Private APN with FreeRadius

posted on 2013-01-15

I've had the change to play around with setting up a private APN (like the APN on your mobile phone) with FreeRadius at my new job at ForeyeT. It took some time to get working, so here is the overview of what works.

What is a private APN

With a private APN you configure your phone or mobile device to request an Access Point Name specifically for a special bussiness. Although the Radius server at the mobile provider still gets the request, they forward the decision on to your Radius server. So in the end, you get to decide which mobile device connects to your mobile network. Having your own Radius server allows you to have more stupid mobile devices then hoping the mobile device will be able to set up a VPN connection correctly. Appart from that, I think the approaches can be considered much the same: taking control over who enteres your network and at what point you can monitor them.

Architecture overview

Configuring FreeRadius

FreeRadius is a free, open-source Radius server. What I gathered from Radius, it's a pretty simple protocol: clients can request, the server can accept or reject. Inside the requests and responses can be an arbitrary number of fields, each identified by a unique id which is registered in a dictionary.

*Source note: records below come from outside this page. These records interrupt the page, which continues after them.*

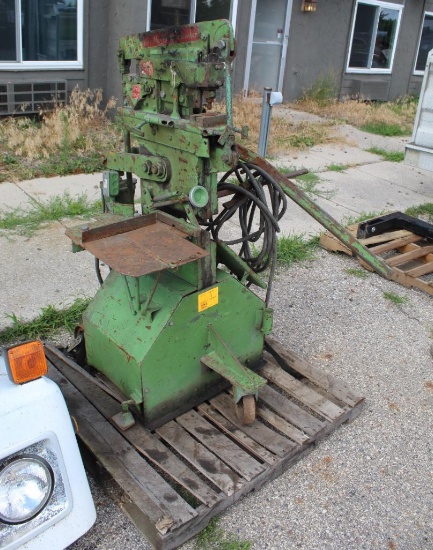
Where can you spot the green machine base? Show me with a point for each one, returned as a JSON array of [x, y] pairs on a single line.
[[183, 348]]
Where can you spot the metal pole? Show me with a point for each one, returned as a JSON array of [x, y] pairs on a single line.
[[265, 122]]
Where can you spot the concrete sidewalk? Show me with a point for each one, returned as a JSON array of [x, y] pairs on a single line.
[[42, 271]]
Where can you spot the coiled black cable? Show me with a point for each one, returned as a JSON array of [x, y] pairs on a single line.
[[260, 203]]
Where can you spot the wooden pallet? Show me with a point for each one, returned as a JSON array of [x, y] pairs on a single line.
[[409, 255], [177, 477]]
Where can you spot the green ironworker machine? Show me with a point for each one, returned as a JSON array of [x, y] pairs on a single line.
[[175, 321]]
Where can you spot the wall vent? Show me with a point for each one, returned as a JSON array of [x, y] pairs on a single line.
[[25, 96]]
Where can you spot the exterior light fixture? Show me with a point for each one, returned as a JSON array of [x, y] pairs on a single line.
[[309, 5]]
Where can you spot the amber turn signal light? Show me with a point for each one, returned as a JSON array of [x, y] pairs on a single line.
[[26, 362]]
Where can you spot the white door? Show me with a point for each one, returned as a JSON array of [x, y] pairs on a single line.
[[267, 47]]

FreeRadius is a fully featured Radius server, where you can pretty much send any kind of response you want and there are a lot of modules to allow different sources to get the message information (e.g. SQL, LDAP, etc.).

We start at the beginning, from a clean config we need to make sure the conenction between our radius server and the Radius server of the provider is working. Passwords are encrypted using a pre shared secret, so we need to configure that first.

In /etc/freeradius/clients.conf we add a section which matches the Radius server IP of the mobile provider to set the shared secret:

client 81.231.246.252 {
    secret = AVbL17edZdpsDf
    nastype = other
}

If you now run freeradius -X you should be able to see plain text passwords float by with every request. A request should look like this:

rad_recv: Access-Request packet from host 81.231.246.252 port 10010, id=107, length=116
    User-Name = "31635307788"
    User-Password = "password"
    NAS-Port-Type = Virtual
    Calling-Station-Id = "31635307788"
    Called-Station-Id = "foreyet.nl"
    Event-Timestamp = "Jan 15 2013 23:01:33 CET"
    Service-Type = Framed-User
    Framed-Protocol = GPRS-PDP-Context
    NAS-IP-Address = 81.231.246.252
    Acct-Multi-Session-Id = "097ce631"

Using the simple PAP module, you can register users in a flat text file. Open /etc/freeradius/users and add a section like so:

31635307788	Cleartext-Password := "password"
    Framed-IP-Address = 10.30.1.2,
    Framed-IP-Netmask = 255.255.0.0,
    MS-Primary-DNS-Server = 192.168.168.2,
    MS-Secondary-DNS-Server = 192.168.168.3

The first part entry is the User-Name we get in the request. Because of this section, our freeradius will start answering with an Accept response:

Sending Access-Accept of id 107 to 84.241.226.222 port 10010
    Framed-IP-Address = 10.30.1.6
    Framed-IP-Netmask = 255.255.0.0
    MS-Primary-DNS-Server = 192.168.168.2
    MS-Secondary-DNS-Server = 192.168.168.3

This means the mobile device will configure itself as 10.30.1.6 and the provider should then make sure the device is routed onto your VPN connection. Remember, you are talking to the mobile providers Radius server, not the mobile device directly.

Hope this clears everything up. It took me a while to find out what reponse to send for the GPRS-PDP-Context with the best hint coming from this tuxlanding post.

Happy hacking setting up your own private APN with FreeRadius!